Published online by Cambridge University Press: 05 June 2012
Today, one of the most striking consequences of globalization is the wide-reaching movement of peoples and their cultures around the planet. A person can virtually encounter the world – see distinctive attire, smell exotic cuisine, and hear all sorts of mysterious verbal cadences – on a stroll through almost any big city. In terms of language, a survey conducted in the United Kingdom in 2005 found that at least 104 languages were spoken among school-aged children in Scotland, 98 languages in Wales, and 300 in England. In London alone, one can hear 196 different spoken languages. No doubt, studies of New York, Paris, Buenos Aires, Tokyo, Jakarta, and a host of other cities would yield comparable statistics. At no other time in history have so many different people resettled in so many different lands.
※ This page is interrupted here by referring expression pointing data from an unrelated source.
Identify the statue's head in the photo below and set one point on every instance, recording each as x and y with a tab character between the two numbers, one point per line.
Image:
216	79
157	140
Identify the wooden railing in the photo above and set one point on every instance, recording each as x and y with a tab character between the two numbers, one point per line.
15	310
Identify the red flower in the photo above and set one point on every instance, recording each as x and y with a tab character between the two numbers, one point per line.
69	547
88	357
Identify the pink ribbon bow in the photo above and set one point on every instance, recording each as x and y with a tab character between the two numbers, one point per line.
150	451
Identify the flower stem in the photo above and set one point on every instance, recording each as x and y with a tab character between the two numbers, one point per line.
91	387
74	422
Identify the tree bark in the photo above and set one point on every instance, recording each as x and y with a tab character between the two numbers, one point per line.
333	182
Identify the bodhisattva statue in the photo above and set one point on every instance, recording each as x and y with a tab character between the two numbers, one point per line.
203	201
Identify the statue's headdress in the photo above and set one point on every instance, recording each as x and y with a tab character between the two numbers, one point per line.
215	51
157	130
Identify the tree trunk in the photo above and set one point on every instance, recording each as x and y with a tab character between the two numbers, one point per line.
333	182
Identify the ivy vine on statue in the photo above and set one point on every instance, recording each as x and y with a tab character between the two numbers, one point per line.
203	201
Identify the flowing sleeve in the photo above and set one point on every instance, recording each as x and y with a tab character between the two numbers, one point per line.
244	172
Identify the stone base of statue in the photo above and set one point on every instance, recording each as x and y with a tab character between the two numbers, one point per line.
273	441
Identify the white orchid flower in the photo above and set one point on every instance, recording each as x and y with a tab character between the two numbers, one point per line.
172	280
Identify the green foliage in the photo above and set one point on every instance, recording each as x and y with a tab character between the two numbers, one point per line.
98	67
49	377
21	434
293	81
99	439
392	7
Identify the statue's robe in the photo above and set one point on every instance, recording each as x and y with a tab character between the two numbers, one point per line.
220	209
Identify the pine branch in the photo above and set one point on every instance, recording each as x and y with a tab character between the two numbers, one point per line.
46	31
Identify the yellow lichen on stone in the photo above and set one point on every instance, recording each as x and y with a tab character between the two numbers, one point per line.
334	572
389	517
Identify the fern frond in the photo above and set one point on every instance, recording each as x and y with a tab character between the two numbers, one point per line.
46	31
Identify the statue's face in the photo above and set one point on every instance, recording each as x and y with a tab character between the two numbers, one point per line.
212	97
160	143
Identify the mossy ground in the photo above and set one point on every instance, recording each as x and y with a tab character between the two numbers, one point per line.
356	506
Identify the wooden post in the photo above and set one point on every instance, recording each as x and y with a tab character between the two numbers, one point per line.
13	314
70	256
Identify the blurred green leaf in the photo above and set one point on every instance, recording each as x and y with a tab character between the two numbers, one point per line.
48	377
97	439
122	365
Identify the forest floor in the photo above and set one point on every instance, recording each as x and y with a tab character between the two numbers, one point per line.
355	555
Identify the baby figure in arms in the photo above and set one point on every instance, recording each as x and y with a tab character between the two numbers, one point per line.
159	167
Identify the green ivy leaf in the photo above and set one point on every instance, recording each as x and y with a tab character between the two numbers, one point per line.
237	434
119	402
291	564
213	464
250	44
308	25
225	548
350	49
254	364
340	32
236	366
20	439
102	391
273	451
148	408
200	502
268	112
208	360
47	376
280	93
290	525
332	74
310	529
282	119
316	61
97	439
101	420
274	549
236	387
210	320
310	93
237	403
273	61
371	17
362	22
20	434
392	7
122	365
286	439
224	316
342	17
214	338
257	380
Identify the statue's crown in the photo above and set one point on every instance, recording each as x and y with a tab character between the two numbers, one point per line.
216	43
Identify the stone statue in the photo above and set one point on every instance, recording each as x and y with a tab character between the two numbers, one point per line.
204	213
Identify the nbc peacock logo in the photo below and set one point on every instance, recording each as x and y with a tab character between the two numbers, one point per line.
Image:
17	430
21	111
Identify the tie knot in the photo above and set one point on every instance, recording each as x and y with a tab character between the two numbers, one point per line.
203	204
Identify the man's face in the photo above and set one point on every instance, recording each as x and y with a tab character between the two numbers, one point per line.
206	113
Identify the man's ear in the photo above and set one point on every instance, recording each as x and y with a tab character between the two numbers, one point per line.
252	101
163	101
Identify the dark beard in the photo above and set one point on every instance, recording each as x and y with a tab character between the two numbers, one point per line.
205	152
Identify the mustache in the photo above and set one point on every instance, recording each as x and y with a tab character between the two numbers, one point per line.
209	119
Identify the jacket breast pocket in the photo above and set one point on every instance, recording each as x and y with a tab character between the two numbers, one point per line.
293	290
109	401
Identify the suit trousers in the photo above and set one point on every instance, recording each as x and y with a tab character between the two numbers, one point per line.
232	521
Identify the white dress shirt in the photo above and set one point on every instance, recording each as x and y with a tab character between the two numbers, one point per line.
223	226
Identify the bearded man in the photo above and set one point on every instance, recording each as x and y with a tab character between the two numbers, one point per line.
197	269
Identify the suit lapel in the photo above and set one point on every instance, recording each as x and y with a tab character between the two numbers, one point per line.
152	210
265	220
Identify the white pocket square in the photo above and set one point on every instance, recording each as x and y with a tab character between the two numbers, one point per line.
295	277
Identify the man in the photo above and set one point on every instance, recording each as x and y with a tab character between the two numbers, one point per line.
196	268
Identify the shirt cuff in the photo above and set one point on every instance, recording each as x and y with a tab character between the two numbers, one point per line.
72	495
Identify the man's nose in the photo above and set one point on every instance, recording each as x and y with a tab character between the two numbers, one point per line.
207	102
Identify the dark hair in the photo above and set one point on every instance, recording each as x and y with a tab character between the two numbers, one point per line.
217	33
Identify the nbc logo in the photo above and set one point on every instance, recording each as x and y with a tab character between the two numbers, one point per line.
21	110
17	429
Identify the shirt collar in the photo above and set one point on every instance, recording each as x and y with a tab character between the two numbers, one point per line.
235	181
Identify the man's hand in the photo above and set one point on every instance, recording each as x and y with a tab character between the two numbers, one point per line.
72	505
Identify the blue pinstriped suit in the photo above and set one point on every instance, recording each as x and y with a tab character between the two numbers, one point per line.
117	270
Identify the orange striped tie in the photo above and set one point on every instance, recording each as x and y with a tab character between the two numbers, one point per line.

The roots of modern migration patterns, and ultimately cultural diffusion in the twenty-first century, extend back to the substantial movements of peoples in the early modern age. Empire building in America, Siberia, and central Asia spawned large-scale migration movements that repopulated these world regions. Africans and Europeans mixed with native Americans in the western hemisphere, Russians and Siberian peoples remade northern Asia, and Chinese emigrants reshaped large areas of central and southeast Asia. As different ethnic communities established new homes in new places, various peoples interacted with one another on an extensive scale for the first time and thereby created new societies.